In realtà la vicenda delle tentazioni di Gesù è molto più complessa, se stiamo al vero senso del racconto evangelico. Ma partiamo da una sola frase certamente impressionante: «Il diavolo condusse Gesù con sé nella città santa, lo depo­se sul pinnacolo del tempio». Così si leg­ge nel racconto di Matteo (4,5). Anche per l'altra tentazione, quella del monte, Luca scrive: «Il diavolo lo condusse in al­to» (4,5), immaginando quindi un vero e proprio trasferimento "aereo".

Ecco, allora, la duplice possibilità ven­tilata dai lettori della Scrittura, secondo la loro diversa sensibilità: si tratta di un "miracolo" satanico oppure bisogna in­tendere la frase in senso figurato? Di per sé i falsi prodigi possono essere compiuti anche dai maghi d'Egitto, come si ricor­da a proposito delle celebri "piaghe", oppure possono essere provocati da «falsi cristi e falsi profeti» che «faranno grandi portenti e miracoli, così da indurre in er­rore, se possibile, anche gli eletti», come dichiara lo stesso Gesù (Matteo 24,24).

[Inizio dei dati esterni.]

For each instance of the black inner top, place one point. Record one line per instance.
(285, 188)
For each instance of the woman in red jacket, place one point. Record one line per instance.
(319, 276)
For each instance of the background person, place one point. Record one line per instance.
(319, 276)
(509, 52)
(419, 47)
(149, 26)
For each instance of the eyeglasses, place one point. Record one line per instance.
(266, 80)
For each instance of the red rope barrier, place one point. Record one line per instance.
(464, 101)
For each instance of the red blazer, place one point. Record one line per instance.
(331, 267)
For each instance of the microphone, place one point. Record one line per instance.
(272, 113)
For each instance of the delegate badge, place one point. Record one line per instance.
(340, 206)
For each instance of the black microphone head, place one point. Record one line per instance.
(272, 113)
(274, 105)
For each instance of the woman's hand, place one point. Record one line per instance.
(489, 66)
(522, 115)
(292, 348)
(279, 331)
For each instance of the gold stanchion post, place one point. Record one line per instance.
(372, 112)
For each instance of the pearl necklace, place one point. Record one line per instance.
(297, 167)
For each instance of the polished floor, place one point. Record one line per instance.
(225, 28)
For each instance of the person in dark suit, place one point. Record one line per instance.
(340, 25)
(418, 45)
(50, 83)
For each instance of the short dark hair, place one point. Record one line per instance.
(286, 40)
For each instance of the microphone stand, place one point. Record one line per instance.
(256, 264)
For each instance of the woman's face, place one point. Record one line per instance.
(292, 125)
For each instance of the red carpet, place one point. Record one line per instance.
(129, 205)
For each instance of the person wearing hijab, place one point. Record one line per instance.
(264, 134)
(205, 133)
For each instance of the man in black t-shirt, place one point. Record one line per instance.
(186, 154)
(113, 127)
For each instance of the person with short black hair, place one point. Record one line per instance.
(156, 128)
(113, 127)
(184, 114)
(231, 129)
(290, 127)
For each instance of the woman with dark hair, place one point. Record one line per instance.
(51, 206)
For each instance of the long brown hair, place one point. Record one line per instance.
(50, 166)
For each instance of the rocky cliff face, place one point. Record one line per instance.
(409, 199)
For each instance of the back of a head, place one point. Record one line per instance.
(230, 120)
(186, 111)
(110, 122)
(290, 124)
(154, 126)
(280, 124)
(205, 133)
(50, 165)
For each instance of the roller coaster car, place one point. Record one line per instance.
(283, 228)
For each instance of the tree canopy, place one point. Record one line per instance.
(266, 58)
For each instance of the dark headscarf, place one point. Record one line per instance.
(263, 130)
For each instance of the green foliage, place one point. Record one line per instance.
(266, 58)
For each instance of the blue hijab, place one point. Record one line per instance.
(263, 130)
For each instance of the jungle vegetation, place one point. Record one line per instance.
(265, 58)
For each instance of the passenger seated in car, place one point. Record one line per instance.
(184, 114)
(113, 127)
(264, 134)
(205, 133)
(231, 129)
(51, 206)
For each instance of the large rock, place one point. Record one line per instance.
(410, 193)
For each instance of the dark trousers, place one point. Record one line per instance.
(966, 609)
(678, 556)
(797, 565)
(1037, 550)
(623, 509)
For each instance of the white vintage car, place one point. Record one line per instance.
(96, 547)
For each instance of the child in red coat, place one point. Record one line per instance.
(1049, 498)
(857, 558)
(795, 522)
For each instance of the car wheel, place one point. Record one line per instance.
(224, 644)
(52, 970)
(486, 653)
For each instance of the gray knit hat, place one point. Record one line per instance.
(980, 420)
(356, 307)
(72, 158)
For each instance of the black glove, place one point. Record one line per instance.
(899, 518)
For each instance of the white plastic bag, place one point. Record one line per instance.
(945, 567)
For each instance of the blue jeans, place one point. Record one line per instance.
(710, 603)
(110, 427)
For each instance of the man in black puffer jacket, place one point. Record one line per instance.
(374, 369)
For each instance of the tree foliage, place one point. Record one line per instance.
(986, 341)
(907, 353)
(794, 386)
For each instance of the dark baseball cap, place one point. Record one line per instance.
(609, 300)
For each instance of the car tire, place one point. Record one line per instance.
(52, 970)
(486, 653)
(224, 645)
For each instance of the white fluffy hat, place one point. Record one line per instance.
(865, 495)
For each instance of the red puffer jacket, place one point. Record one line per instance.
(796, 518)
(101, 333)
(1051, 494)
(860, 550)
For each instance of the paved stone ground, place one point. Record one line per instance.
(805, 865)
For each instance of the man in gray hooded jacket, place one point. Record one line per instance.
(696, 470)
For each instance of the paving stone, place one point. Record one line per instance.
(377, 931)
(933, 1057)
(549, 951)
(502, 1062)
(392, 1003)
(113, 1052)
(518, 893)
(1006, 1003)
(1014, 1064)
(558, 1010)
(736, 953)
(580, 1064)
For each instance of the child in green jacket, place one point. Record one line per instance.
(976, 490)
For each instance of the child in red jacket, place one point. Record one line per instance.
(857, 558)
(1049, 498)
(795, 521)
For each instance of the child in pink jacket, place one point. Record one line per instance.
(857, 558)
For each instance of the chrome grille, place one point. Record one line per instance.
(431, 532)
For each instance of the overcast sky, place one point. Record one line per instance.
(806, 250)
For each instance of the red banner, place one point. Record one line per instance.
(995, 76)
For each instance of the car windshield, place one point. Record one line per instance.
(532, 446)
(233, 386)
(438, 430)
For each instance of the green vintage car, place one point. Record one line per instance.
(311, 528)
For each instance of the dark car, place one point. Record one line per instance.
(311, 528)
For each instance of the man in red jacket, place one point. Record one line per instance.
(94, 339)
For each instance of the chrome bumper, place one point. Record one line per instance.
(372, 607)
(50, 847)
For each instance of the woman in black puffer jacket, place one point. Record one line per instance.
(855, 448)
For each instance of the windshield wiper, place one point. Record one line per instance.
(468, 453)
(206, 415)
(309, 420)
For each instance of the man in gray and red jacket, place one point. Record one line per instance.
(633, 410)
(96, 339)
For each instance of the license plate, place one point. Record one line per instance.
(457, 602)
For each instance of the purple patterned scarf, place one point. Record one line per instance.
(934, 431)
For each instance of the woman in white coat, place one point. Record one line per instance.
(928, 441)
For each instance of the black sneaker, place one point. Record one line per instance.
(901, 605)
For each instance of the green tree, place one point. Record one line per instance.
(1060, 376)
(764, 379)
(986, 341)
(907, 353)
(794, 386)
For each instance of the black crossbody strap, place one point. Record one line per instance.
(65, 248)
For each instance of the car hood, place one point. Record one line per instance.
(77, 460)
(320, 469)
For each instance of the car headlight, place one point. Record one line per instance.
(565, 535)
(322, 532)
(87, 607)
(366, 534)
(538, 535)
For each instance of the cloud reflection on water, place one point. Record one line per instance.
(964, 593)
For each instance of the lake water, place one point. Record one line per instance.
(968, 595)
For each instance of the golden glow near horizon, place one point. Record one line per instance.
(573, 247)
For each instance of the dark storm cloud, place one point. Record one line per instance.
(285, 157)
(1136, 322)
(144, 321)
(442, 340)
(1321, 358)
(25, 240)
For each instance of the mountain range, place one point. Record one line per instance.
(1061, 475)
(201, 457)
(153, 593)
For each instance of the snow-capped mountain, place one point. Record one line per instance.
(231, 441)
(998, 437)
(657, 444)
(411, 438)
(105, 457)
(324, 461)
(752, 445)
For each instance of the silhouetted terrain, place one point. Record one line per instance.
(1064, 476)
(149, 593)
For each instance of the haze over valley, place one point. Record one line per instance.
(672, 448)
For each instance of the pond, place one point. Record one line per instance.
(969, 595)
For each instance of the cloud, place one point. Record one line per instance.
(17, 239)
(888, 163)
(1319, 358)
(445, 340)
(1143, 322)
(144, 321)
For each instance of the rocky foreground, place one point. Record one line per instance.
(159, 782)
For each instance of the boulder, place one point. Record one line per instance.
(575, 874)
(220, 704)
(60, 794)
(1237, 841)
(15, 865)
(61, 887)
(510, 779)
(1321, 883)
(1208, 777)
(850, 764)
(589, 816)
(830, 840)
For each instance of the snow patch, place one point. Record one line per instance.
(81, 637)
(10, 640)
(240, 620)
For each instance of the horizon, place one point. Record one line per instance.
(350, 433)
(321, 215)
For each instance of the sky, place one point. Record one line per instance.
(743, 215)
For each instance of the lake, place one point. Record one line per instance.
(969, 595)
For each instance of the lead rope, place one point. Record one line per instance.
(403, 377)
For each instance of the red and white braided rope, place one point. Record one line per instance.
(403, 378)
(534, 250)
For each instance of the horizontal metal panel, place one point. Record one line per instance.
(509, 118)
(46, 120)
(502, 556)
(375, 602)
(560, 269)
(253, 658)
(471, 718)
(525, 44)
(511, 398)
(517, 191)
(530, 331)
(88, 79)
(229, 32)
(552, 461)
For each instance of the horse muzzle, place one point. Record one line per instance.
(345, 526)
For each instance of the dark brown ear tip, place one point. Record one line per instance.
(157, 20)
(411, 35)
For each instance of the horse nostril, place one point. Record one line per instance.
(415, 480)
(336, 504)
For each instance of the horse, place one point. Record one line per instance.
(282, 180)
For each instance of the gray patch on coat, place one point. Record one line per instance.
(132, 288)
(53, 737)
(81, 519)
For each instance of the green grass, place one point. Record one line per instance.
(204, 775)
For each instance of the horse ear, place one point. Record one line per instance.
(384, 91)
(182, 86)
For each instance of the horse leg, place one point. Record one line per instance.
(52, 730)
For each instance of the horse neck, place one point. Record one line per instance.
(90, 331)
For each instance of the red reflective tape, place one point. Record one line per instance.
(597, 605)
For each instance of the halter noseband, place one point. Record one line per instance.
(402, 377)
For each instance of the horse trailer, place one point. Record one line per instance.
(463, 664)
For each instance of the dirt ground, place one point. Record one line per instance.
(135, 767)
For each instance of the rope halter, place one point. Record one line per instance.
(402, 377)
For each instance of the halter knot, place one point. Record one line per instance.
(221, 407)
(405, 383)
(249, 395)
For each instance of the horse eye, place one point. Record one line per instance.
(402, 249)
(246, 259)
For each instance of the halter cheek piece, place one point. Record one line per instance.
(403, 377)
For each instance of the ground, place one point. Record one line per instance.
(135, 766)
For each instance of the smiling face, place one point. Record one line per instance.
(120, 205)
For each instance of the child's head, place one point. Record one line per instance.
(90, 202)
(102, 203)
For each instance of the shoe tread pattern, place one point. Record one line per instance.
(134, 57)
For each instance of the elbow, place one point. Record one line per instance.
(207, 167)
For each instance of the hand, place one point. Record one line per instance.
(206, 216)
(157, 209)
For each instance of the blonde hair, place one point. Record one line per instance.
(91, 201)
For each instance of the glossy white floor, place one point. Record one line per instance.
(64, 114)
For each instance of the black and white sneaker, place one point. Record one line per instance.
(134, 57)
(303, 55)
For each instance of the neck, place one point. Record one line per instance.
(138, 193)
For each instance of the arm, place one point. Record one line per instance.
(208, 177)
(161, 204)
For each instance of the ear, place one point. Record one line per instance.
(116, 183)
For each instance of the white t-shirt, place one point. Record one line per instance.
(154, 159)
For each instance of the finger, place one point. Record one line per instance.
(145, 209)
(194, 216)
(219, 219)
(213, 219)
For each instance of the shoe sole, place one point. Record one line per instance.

Nel racconto delle tentazioni di Cristo il discorso è, però, diverso e rimanda ad una corretta interpretazione di quella pagina. E’ indubbio che siamo in presenza di un'esperien­za storica, testimoniata da Cristo stesso, perché difficilmente la comunità cristiana delle origini avrebbe "inventato" un episodio in cui il suo Si­gnore era messo in balìa di satana, trasferito da un luogo all'altro, sottoposto a una provocazio­ne sistematica. E’, quindi, Gesù stesso a confessa­re la sua esperienza: essa è capitale per afferma­re la sua umanità reale e non fittizia. La tentazio­ne, infatti, in senso stretto è una via per la verifi­ca della libertà e della capacità di scelta, di volon­tà, di decisione. In questo senso Cristo rivela che la sua umanità era piena, segnata da quell'elemento fondamentale che è la libertà. Ora, la vi­cenda dell'esercizio della volontà libera ha sollecitazioni esterne (ad esempio il fascino del pote­re, della ricchezza, del successo, come appare nelle tre scene del racconto di Matteo e Luca), ma il suo sviluppo è squisitamente interiore. Sia­mo, quindi, in presenza di un modo figurato e "drammatico" per narrare un conflitto della co­scienza che naturalmente Gesù supera con la sua totale adesione al progetto del Padre.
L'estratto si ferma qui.